Thus, film ini pun dirancang lebih aksesibel kepada penonton lebih luas, yah mungkin segaris sama "saudaranya",
Unbroken.
Tumbuh besar di kota kecil dengan beberapa trauma tak membuat Desmond Doss (Andrew Garfield) luntur akan imannya, khususnya pada perintah "Jangan membunuh", yang menurut ibunya (Rachel Griffiths) adalah dosa yang paling dibenci Tuhan. Ketika Amerika terlibat Perang Dunia II dan banyak pemuda mengajukan diri untuk jadi tentara, Desmond juga terdorong untuk melakukan hal yang sama, sekalipun ditentang oleh ayahnya (Hugo Weaving) yang juga veteran perang yang kini pemabuk dan ringan tangan--untuk memukul bukan menolong. Tetapi, Desmond tidak berniat untuk mengangkat senjata dan membunuh, melainkan menolong orang sebagai paramedis di medan perang. Prinsip yang ia pegang ini membawanya pada masalah ketika di kamp pelatihan tentara, Desmond lulus di semua pelatihan kecuali menembak karena nggak mau pegang senjata--yo aneh tho tentara nggak latihan senjata. Namun, Desmond lewat pertolongan yang unexpected-but-not-really, Desmond akhirnya bisa memenuhi tekadnya, maju ke medan perang membela negara tanpa mempraktikkan kekerasan itu sendiri, dan ia bersikukuh melakukannya walau hanya sendiri.

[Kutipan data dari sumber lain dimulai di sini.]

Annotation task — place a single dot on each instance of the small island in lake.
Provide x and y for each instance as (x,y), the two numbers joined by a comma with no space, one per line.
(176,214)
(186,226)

Hacksaw Ridge muncul sebagai film sebagaimana diharapkan. Ini adalah satu lagi karya apik dari Gibson, yang menggali emosi mendalam dan menyajikan tontonan yang spektakuler sekaligus ironis. Film ini nggak ragu dalam menunjukkan dahsyatnya perang, walaupun adegan perangnya hanya di satu lokasi pertempuran (selama berhari-hari sih) di salah satu pulau di Okinawa, Jepang. Yah, selain tembak dan ledak, luka tembak dan potongan tubuh juga tak segan ditunjukkan. Tetapi, ini sesuai dengan point film ini sejak awal, bahwa sosok dan prinsip Desmond--setuju ataupun tidak dengan motivasinya--menjadi sesuatu yang luar biasa bertolak belakang dengan keadaan sekitarnya. Tujuannya hanyalah menyelamatkan rekan-rekannya yang terluka, dan ketika jumlah yang harus ditolong itu secara logika melebihi kemampuannya, dia tetap melakukannya. Paradoks ini juga dipakai saat menceritakan Desmond masih di kamp pelatihan militer, ketika dia dihadapkan pada tuntutan untuk membawa senjata sekalipun hanya untuk syarat kelulusan.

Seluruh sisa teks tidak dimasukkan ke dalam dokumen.